Destacando-se em espaços culturais de renome, como o Itaú Cultural, Faro Santander, Centro Cultural Banco do Brasil e Caixa Cultural, essas instituições bancárias trazem à cidade exposições, shows e espetáculos que não apenas impressionam, mas também desencadeiam um diálogo entre a arte e a comunidade.

Farol Santander

Este investimento robusto nas artes e na cultura por parte dos bancos é impulsionado por diversos motivos.

Focando no Positivo visitou esses centros culturais notáveis em São Paulo e lista para vocês as razões de eles promoverem tão dinâmica cena artística

Responsabilidade social

O caminho que começa a ser traçado pelo investimento remete ao retorno que essas instituições querem dar à comunidade como parte da sua responsabilidade social.

Em uma tentativa de equilibrar a disparidade entre lucros bilionários e o apoio à comunidade, os bancos direcionam recursos para trazer peças teatrais, exposições e espetáculos, além de oferecer suporte a novos artistas através de seus espaços.

Babilônia Tropical – A Nostalgia do Açúcar no Centro Cultural Banco do Brasil

Além disso, as empresas buscam criar experiências únicas e construtivas para a comunidade, muitas vezes disponibilizando esses eventos a preços acessíveis ou até mesmo de forma gratuita e com transporte incluido na saida do evento.

Centro Cultural Banco do Brasil

Este compromisso não apenas agrega valor à comunidade, mas também fortalece o vínculo entre as instituições financeiras e o público.

Posicionamento de marca

No âmbito do posicionamento de marca, a conexão entre os bancos e a cultura se revela estratégica.

Ao proporcionar experiências únicas e acessíveis à comunidade, essas instituições não apenas reforçam sua imagem positiva, mas também estabelecem uma ligação afetiva duradoura com o público.

Itaú Cultural

Ao associar-se a projetos culturais significativos, os bancos estabelecem uma imagem de comprometimento com valores mais amplos, como o desenvolvimento cultural e a promoção da diversidade.

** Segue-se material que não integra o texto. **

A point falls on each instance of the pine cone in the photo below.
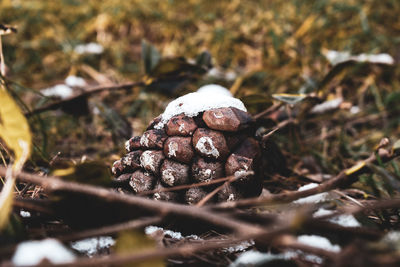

Essa conexão com a cultura não apenas fortalece a reputação da instituição financeira, mas também cria uma identidade positiva que ressoa com seus clientes.

Dessa forma, o apoio à cultura não é apenas um investimento em eventos e iniciativas artísticas, mas também uma estratégia eficaz para construir e fortalecer a marca do banco no contexto social e cultural.

Isenção fiscal

A isenção fiscal emerge como outro componente crucial nessa equação. Devido aos seus lucros substanciais, os bancos se destacam como principais incentivadores da cultura, aproveitando os benefícios da Lei de Incentivo à Cultura para direcionar recursos substanciais a projetos artísticos.

Essa prática não só amplia a oferta cultural na cidade, mas também aprimora a visibilidade e a qualidade dos eventos promovidos.

Caixa Cultural

Ao adotar uma postura ativa na promoção da cultura, os bancos não apenas enriquecem o tecido cultural da cidade, mas também se posicionam como agentes de inovação e diversidade.

Esse compromisso não só fortalece o relacionamento com a comunidade, mas também destaca essas instituições como pilares fundamentais na construção de uma São Paulo culturalmente rica e vibrante.